Quality filtering in DADA2

steffi · January 19, 2020, 6:30am

Dear All,
I have started QIIME2 analysis for HMP dataset. I checked the quality of fastq files using fastqc. In my samples, poor quality reads are distributed randomly. And all the fastq files have different distribution of quality scores. But they do not have adaptor contamination.
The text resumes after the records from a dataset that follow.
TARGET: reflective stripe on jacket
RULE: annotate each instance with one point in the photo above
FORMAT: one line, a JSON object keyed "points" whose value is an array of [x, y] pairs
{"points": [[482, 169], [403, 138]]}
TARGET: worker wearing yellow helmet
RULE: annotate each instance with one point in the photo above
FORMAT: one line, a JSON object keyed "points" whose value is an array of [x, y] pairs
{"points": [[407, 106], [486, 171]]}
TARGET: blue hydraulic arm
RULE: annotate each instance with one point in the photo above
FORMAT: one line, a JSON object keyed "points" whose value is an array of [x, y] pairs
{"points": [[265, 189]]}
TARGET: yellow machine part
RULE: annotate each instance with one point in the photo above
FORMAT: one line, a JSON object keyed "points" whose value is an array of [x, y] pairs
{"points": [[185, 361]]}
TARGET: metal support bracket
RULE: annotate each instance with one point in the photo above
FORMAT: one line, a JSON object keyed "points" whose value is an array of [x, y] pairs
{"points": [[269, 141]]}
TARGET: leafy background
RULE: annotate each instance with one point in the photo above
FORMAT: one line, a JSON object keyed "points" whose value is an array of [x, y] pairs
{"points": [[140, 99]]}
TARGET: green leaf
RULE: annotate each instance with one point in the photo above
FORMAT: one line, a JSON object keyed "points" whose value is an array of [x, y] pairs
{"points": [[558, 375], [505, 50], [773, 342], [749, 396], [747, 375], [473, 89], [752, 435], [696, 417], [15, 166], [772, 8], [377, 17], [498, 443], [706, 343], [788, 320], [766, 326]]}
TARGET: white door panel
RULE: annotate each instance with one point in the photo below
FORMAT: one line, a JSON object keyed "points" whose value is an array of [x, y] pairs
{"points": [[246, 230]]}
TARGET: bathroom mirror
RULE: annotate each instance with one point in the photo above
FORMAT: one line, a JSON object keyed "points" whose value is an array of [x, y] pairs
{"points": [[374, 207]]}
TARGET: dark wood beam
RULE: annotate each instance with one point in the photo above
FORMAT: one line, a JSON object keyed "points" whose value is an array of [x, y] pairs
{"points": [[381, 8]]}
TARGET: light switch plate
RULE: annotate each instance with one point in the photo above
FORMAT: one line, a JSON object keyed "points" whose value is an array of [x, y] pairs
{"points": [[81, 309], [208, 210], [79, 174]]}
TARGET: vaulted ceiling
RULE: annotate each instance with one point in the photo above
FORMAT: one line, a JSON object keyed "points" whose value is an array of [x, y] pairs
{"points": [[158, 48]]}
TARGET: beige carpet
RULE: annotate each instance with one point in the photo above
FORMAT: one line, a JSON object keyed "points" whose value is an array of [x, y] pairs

But when I do DADA2 analysis, We have two options:
--p-trim-left m , which trims off the first m bases of each sequence, and --p-trunc-len n which truncates each sequence at position n.
How do I give remove poor quality reads which are present randomly?
If I do filtering quality score separately using "qiime quality-filter q-score" and perform DADA2, Sequence counts will drop more drastically.
How do I resolve this?

Thank you for your time and consideration

Nicholas_Bokulich · January 22, 2020, 5:31pm

That is sort of the point of dada2 — to find and correct likely errors within the sequences. But it only does so after trimming away the noisy sections of the reads. So truncating the 3' ends and trimming the 5' ends to remove those sections is the recommended approach. Errors will of course occur randomly scattered throughout, but the goal is just to remove the positions where errors are most likely to occur, based on your quality profile.

Good luck!

steffi · February 3, 2020, 10:24am

@Nicholas_Bokulich
Thank you for the reply.

Based on the above mentioned fastq file, what would be the most suitable trimming parameters?

Nicholas_Bokulich · February 3, 2020, 9:52pm

Hi @steffi,

Those fastqc screenshots are a bit difficult to read and appear to be sample specific, not the average quality plots that QIIME 2 produces, so that muddies the waters — but more importantly the forum contains lots of past discussion about trimming lengths decisions for dada2 so I recommend reading through to get an idea of what others are doing.

Good luck!

system · March 6, 2020, 3:52am

This topic was automatically closed 31 days after the last reply. New replies are no longer allowed.